L'orientation astronomique des pyramides d'Egypte


Introduction (1/3)

Les pyramides de l'Ancien Empire font partie de ces merveilles architecturales dont la perfection d'exécution ne cesse d'étonner. Outre leur magnificence, elles possèdent une remarquable caractéristique commune : l'orientation de leurs faces en direction des points cardinaux. Cette orientation fut particulièrement bien réalisée par les architectes des pharaons Houni, Snéfrou, Khéops, Khéphren et Mykérinos. Leurs pyramides respectives ne présentent qu'un faible écart à l'orientation cardinale en effet - inférieur à 20 minutes d'arc -, qu'il convient de comparer avec l'écart de 3 degrés caractérisant la pyramide de Djoser à Saqqarah


Ecarts moyens à l'orientation cardinale de onze pyramides de l'Ancien Empire (9).


Est-ce à dire que la méthode utilisée à l'orientation de ces édifices sacrés s'améliora avec le temps ? Ou que les architectes de la IVème dynastie utilisèrent une méthode orientationnelle différente de celle de leurs prédécesseurs ? Difficile sinon impossible, pour l'instant, de répondre à cette question. Les textes égyptiens relatifs à la méthode employée à l'orientation des édifices sacrés sont peu nombreux en effet, tardifs et protocolaires, qui plus est. En outre, ils se réfèrent invariablement aux cérémonies de fondation des temples, auxquelles le roi se devait de participer (10).

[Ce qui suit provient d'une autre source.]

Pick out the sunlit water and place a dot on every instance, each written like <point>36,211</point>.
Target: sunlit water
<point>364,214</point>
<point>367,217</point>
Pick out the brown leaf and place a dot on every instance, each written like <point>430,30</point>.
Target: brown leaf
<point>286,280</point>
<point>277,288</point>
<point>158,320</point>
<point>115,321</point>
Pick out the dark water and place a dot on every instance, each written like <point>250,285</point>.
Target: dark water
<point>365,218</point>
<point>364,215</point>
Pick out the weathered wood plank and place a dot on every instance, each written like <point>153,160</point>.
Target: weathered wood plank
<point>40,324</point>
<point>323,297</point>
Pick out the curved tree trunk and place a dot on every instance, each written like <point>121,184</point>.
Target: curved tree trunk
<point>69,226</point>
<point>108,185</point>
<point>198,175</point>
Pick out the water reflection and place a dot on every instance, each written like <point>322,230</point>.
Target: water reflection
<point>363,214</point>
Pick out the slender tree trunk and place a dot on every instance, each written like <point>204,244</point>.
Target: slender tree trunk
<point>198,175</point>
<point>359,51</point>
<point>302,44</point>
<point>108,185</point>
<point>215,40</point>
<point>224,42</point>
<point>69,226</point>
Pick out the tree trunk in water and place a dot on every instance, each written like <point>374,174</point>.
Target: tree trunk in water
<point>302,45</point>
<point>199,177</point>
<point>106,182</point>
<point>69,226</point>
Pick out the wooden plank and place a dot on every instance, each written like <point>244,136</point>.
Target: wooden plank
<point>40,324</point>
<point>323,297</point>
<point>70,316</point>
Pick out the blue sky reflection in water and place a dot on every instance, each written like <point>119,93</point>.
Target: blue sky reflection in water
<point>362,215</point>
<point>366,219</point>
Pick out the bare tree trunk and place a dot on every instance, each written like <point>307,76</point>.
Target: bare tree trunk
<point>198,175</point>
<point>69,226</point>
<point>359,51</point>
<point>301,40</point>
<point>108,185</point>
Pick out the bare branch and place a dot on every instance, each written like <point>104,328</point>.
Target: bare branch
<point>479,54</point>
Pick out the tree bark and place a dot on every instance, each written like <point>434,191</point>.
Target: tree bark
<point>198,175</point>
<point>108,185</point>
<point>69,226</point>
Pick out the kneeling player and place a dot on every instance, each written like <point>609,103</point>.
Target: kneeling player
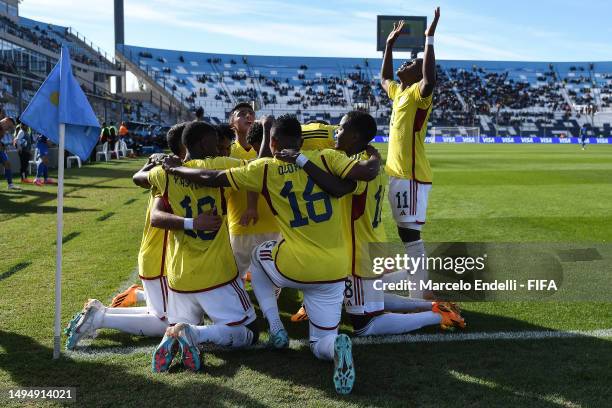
<point>149,320</point>
<point>311,255</point>
<point>364,304</point>
<point>202,274</point>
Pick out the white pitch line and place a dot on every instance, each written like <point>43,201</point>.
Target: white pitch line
<point>87,352</point>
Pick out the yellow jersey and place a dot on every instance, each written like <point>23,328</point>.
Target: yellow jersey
<point>197,260</point>
<point>366,226</point>
<point>406,157</point>
<point>152,247</point>
<point>313,249</point>
<point>237,203</point>
<point>318,136</point>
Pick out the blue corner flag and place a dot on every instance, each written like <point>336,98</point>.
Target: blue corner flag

9. La valeur des écarts à l'orientation cardinale relevés sur ces pyramides est extraite des articles suivants : Spence, Kate, "Ancient Egyptian chronology and the astronomical orientation of pyramids", Nature Volume 408, Novembre 2000, pages 320-324 et Mathieu, Bernard, "Travaux de l'Institut Français d'Archéologie Orientale en 2000-2001", BIFAO Tome 101, 2001, pages 457-459. Les deux pyramides de Snéfrou, généralement qualifiées de "rhomboïdale" et de "rouge", figurent au sein de notre échantillon. Contrairement à Kate Spence, nous avons attribué à la pyramide de Sahourê un écart à l'orientation est-ouest égal à 1°53', afin de tenir compte du déplacement de la base de la pyramide de 1,5°. Enfin, la chronologie adoptée est intermédiaire entre les chronologies "haute" et "basse" définies par J. Malek, "The Old Kingdom", The Oxford history of Egypt, Oxford, 2000, pages 89-117 et J. Baines, J. Malek, "Egipto : Dioses, templos y faraones", Atlas culturales del mundo, Barcelona, 1988, page 36.
10. Edwards, I.E.S, "The pyramids of Egypt", Penguin Books, 1993, page 248.